The more I called them,
the more they went from me;
they kept sacrificing to the Baals,
and offering incense to idols.
Yet it was I who taught Ephraim to walk,
I took them up in my arms;
but they did not know that I healed them.
I led them with cords of human kindness,
with bands of love. (Hosea 11:1-5)
The message of Hosea is even more striking than that of the other prophets when it comes to family and bodily metaphors. God's message to Hosea is that God's people have betrayed the familial relationship in choosing to follow other gods. We too follow other gods, sometimes harming others with our greed and misuse of others, and sometimes only harming ourselves. Regardless of how we get into sin and separation from God, getting out is always as easy as turning toward God's mercy. The God who led Israel with "cords of human kindness" will lead us back as well.
Beyond our own reconciliation with God, however, we are also called as Christians to reconcile others. We do this by recognizing our own sin and imperfection and showing by our repentance the way to be reconciled to God. We do not do this by judging others' sin, for if Jesus is not willing to judge in this week's Gospel (Luke 12:13), we certainly should not be setting ourselves up as the arbiter of other people's sins. Our role in the reconciliation of the world is to be those "cords of human kindness" that help others to return to the right relationship with God.

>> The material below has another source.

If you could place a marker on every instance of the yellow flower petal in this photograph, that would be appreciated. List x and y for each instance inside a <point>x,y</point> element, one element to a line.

There are many ministries in the Episcopal church that represent this kind of loving support for turning around lives harmed by sin, greed and exploitation, but one of my favorites is Thistle Farms, a personal care product business started by an Episcopal priest in Nashville, TN that helps women escape situations of abuse, violence and trafficking by providing shelter and work as well as healing opportunities. Many of these women are victims of others' greed and our society's willingness to treat some of its most vulnerable citizens as at best invisible and at worst as resources to be exploited. Some have made poor decisions that they are recovering from. All are beloved children of God who need places of hope and people willing to realize that healing is from God and to share that with others.